US Mega Banks Can Not Go Bankrupt

The present world economy is facing a major problem: the largest banks in the United States are still in a “too big to free from closing” state. To Admire the New Classic tiffany jewelry of Paris Hilton This means that when one or a few of the banks come into financial difficulties, the Government will come to the rescue, because once the large banks broke, the consequences will be unimaginable serious. You Know What? tiffany&co Keep to be In Vogue for This Season This is realized not only by government officials, but bankers themselves. In fact, all agree to put the reversal of such a condition on the top of political agenda. Unfortunately, the proposal, large not fail, submitted to the U.S. Congress which was put forward by the Obama Administration will not come into effect.tiffany and co , Top Festivals Items for Women


The present legislative discussion focus is the financial reform bill presented by Senators Christ Dodd. The proposal has been passed the voting of the Senate Banking Committee. Duad’s proposal will establish the bankruptcy resolution authorized, which means that government departments also can take over or close down financial institutions which are on the verge of bankruptcy with the force of law. The supporters of this bill believe that the approach is based on the successful experiences of the Federal Deposit Insurance Corporation. The Federal Deposit Insurance Corporation has successfully closed many U.S. small and medium-sized banks with minimized loss and avoids depositors suffering losses.


In this situation, the “broke down” refers to the managements of the banks were dismissed; the shareholders were liquidated, while unsecured creditors will bear the loss. The most important thing is, this is a reform for insolvency proceedings, but this is more an administrative decision (and it may be more inclined to protect the interests of depositors) rather than the normal bankruptcy proceedings under the supervision of the court. The idea applied to big banks and other financial institutes – they do not have petty deposits – sounds not bad, but there are insurmountable obstacles in practice. Let us think about the most difficult time to make a choice, when a giant bank like Morgan Chase (assets is about 200 billion U.S. dollars) stay at the verge of bankruptcy. You are a senior decision-maker, is now the moment to make a decision.


In your hands, you have the Senator Dodd said “Bankruptcy resolution authority”, then decided not to rescue troubled banks on decision-making meetings – or in the worst case bear some of the losses just to protect the unsecured creditors . Then someone will remind you of JP Morgan Chase which is a sophisticated global financial institution. Dodd’s bill only empower the US government to take over American companies, while JPMorgen has subsidiaries, branches or other businesses in dozens of countries. where normal bankrupcy procedures are still in place. As a result, they will pressure the US government and the firms there with specially prepared deal.
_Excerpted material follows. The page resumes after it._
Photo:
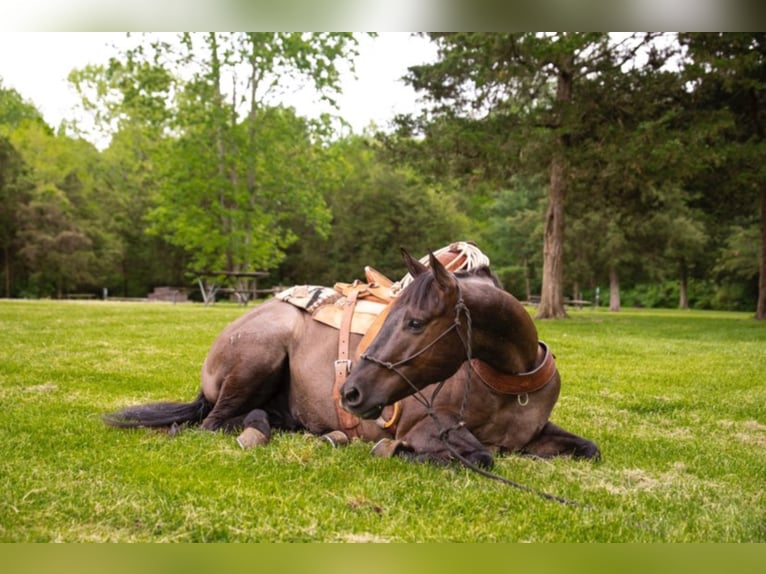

These uncoordinated responses will cause panic, intensify confusion and will be widely spread. The existence of United States’ bankruptcy resolution authorized will not control the damage caused by the closedown of some large international banks and also can not control the public’s panic caused by this. This type of bankruptcy should carry on in a pre-designed, with multinational effects insolvency resolution authorized proceedings. But now we just lack such mechanism, and will not be created in short period.


Other policy-makers of the G-20 countries who should be responsible have clear attitude towards this. Nobody is willing to agree on an approach arranged ahead of time to deal with the bankruptcy of multinational banks. At the moment when JP Morgan Chase – or any of America`s six largest banks – fails, the choice will be just like that of September 2008: do you rescue the bank in question or do you let it fail, and face likely chaos in markets and a potential re-run of the Great Depression? What will the President choose? He may state in public that the creditors will be faced with losses. But being forced to the cliff edge, as the berated consultant, what would you advise the President to do? Would you really recommend the President to jump off the cliff, or jump into the financial problem abyss with millions of people`s work, family and property? Or pull him back and find some subtle ways to save banks and use public funds to protect the interests of creditors, or rely on the Fed or other emergency relieves?